In a phone interview, Michael Myers, director of corrections for Douglas County, conceded that Douglas County Correctional Center was "just not built" to handle Saturday's influx.

"It's only been in 2020 where we've had mass arrests," said Myers, referring to the large numbers of protesters who've been hauled into jail following large demonstrations and civil unrest over the last few months. "Nobody working here, no matter how long, has ever seen a time like this."

Myers said that he and his staff received little warning about possible mass arrests on Saturday night, and when Omaha police began bringing people in close to midnight, the facility's computer system was about to begin a planned system outage that further slowed processing.

"I'll admit it was heartbreaking," Myers said of what turned out to be a 12-hour delay. "To have all these people wait outside for their loved ones and having very little immediate impact on that was very frustrating."

As for specific concerns about coronavirus exposure, Myers said that all inmates are typically provided with a clean mask upon arrival at the jail, and noted that, since April, the Department of Corrections has urged its criminal justice partners to help mitigate the spread of coronavirus within the jail by booking as few people as possible. Both Corbin and Wilson confirmed to Yahoo News that they were provided with a mask upon entering the jail. For the most part, Myers said, the Omaha Police Department has been pretty helpful with that effort, noting that they've been doing a lot more "citing and releasing" of people instead of bringing them straight to jail.

"I don't want to throw OPD under the bus, because they typically do the right thing," said Myers. "I don't know what happened Saturday night."

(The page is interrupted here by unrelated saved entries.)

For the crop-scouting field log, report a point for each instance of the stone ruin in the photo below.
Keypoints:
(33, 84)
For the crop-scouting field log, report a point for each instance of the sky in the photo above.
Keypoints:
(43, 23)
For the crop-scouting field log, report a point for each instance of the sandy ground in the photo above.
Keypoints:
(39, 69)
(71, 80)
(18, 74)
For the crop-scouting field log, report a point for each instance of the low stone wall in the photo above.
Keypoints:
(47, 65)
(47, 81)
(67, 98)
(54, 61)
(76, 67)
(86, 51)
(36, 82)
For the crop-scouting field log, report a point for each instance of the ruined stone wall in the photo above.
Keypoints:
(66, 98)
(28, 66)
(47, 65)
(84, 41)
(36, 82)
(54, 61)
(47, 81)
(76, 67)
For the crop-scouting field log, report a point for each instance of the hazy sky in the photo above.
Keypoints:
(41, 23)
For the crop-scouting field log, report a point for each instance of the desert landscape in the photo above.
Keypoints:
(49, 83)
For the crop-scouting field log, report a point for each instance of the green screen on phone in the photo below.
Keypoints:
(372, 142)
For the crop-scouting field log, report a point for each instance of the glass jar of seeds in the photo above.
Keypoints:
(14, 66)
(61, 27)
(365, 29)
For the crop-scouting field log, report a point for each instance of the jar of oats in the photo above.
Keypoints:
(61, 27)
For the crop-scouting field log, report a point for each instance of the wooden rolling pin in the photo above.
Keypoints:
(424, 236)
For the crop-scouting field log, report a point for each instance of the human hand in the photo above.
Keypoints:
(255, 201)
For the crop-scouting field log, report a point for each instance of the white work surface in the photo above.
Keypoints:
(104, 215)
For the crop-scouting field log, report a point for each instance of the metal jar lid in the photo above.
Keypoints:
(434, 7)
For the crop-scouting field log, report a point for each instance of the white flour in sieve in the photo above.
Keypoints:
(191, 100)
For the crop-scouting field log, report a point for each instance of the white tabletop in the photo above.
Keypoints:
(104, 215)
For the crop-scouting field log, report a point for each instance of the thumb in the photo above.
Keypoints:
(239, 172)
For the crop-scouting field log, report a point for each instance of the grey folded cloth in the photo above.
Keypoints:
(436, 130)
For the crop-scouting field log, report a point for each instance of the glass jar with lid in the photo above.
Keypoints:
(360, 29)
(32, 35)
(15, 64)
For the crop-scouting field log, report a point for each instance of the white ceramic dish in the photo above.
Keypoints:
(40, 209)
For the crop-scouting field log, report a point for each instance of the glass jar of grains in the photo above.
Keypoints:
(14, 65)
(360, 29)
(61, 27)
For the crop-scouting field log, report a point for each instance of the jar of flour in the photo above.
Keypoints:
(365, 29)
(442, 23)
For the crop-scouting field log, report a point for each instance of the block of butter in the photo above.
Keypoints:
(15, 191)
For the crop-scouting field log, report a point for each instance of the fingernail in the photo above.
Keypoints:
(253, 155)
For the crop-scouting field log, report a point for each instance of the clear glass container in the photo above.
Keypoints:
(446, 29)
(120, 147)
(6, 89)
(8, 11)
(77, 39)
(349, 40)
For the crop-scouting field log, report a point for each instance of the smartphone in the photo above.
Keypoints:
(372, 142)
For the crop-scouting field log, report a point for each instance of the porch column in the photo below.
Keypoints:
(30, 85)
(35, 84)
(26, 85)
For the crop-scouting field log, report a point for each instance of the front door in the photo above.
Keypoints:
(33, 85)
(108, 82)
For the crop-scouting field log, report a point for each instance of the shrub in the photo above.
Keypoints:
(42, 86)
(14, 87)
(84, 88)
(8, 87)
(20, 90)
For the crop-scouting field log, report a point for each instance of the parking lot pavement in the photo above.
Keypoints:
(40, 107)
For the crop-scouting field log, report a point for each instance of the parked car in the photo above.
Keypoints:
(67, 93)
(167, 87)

A spokesperson for the OPD did not respond to a question about why, given the pandemic, police did not simply issue citations to protesters on Saturday night instead of bringing them all to the jail. OPD also did not explain why the Department of Corrections was not given advance warning about the likely onslaught of arrests.

Inside the jail, Wilson said there was speculation among some of those who had been arrested that the police's aggressive response to Saturday's demonstration might be part of an effort to discourage further protest activity.

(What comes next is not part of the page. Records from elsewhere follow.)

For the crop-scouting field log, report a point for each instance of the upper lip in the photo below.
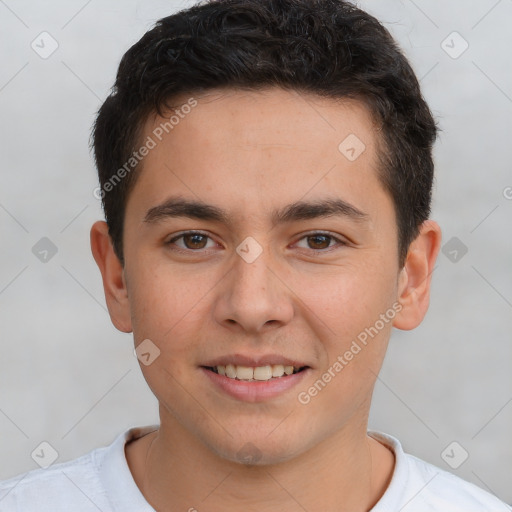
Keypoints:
(263, 360)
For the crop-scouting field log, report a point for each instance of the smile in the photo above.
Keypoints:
(252, 373)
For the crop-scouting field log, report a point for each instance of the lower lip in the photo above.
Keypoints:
(255, 391)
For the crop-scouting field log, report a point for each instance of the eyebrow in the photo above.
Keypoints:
(300, 210)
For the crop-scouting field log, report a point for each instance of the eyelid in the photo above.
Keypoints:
(341, 241)
(338, 238)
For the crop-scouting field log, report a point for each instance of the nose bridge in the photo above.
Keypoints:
(253, 295)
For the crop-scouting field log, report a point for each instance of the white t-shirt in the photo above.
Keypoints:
(101, 481)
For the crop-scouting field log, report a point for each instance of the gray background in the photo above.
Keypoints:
(69, 378)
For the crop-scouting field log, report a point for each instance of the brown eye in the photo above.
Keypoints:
(319, 241)
(195, 241)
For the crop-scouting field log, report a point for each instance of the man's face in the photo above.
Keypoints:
(317, 284)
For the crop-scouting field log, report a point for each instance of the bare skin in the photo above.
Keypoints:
(304, 298)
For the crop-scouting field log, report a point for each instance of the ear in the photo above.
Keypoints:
(416, 275)
(112, 273)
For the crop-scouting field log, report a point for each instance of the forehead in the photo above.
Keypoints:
(253, 149)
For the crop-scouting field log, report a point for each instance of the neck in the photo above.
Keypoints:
(347, 472)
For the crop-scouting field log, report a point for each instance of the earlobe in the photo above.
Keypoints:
(415, 278)
(112, 273)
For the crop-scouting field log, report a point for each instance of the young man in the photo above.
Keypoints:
(266, 173)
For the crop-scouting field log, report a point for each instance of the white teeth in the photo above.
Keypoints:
(231, 371)
(244, 372)
(277, 370)
(258, 373)
(262, 373)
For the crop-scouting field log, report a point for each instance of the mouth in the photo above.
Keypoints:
(255, 373)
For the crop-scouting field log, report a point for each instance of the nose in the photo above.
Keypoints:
(253, 296)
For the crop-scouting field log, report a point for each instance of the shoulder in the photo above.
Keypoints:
(54, 488)
(441, 488)
(420, 486)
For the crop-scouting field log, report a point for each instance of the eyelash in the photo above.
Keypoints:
(315, 233)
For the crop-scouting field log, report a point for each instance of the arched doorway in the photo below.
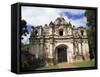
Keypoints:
(61, 53)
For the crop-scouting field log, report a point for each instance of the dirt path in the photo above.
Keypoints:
(65, 65)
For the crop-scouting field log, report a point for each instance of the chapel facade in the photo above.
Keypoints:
(60, 42)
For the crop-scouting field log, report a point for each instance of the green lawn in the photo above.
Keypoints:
(85, 64)
(48, 67)
(77, 64)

"We support peaceful, lawful protests, but if it is no longer peaceful or within the guidelines of the law, we may have to intervene," a spokesperson for the OPD told Yahoo News in an email.

Corbin and Wilson both told Yahoo News that the actions of the Omaha police on Saturday have only reinforced their respective reasons for being at the protest in the first place.

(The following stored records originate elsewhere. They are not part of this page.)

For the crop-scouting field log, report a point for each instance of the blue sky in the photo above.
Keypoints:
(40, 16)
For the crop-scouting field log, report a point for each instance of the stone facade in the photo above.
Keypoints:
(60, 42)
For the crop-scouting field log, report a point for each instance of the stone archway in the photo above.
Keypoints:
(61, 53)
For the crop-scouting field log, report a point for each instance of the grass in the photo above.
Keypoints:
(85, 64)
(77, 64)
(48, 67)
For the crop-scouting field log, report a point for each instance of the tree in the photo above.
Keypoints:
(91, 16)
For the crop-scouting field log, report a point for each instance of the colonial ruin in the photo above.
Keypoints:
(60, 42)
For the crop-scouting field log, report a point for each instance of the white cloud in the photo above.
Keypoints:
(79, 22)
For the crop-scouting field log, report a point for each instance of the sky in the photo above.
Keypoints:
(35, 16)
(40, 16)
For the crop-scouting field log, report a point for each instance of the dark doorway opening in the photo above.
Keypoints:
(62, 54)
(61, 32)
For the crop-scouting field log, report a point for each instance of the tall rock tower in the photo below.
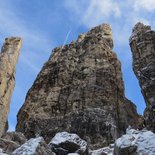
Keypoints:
(8, 59)
(80, 90)
(142, 43)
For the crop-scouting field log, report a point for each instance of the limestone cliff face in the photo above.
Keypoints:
(142, 44)
(80, 90)
(8, 59)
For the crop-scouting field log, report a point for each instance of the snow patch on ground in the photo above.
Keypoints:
(1, 152)
(28, 148)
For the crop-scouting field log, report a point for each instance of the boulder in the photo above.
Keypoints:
(17, 137)
(135, 143)
(34, 146)
(64, 143)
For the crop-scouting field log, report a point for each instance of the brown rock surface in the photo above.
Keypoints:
(80, 90)
(142, 44)
(8, 59)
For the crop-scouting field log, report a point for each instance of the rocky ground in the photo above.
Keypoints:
(77, 105)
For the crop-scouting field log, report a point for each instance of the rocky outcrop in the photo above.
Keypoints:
(80, 90)
(8, 59)
(142, 44)
(135, 143)
(34, 146)
(11, 141)
(64, 143)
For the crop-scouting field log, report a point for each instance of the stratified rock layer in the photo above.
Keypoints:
(8, 59)
(142, 44)
(80, 90)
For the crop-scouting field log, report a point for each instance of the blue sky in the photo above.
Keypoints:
(45, 24)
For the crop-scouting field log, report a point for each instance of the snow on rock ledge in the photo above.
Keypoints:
(34, 146)
(65, 142)
(136, 143)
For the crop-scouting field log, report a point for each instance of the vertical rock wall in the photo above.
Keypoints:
(8, 59)
(80, 90)
(142, 43)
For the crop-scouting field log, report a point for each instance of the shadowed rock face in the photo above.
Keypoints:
(142, 44)
(8, 59)
(79, 90)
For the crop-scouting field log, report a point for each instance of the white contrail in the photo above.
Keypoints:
(67, 37)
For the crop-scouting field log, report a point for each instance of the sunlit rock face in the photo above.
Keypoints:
(142, 44)
(8, 60)
(80, 90)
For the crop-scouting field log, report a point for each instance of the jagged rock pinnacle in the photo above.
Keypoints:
(8, 59)
(142, 43)
(80, 90)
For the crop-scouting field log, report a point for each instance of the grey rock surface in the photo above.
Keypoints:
(65, 143)
(80, 90)
(8, 60)
(34, 146)
(142, 43)
(135, 143)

Wilson also said he hopes that the weekend's events might offer a new perspective for those who tend to dismiss participants of this particular movement as violent and destructive.

"So often it gets boiled down to, 'I don't disagree with what they're saying, I just wish they would be peaceful,'" he said, arguing that the aggressive police response to Saturday's peaceful demonstration is the perfect counterpoint to that argument. "This should outrage you to your core, because this is a prime example of that."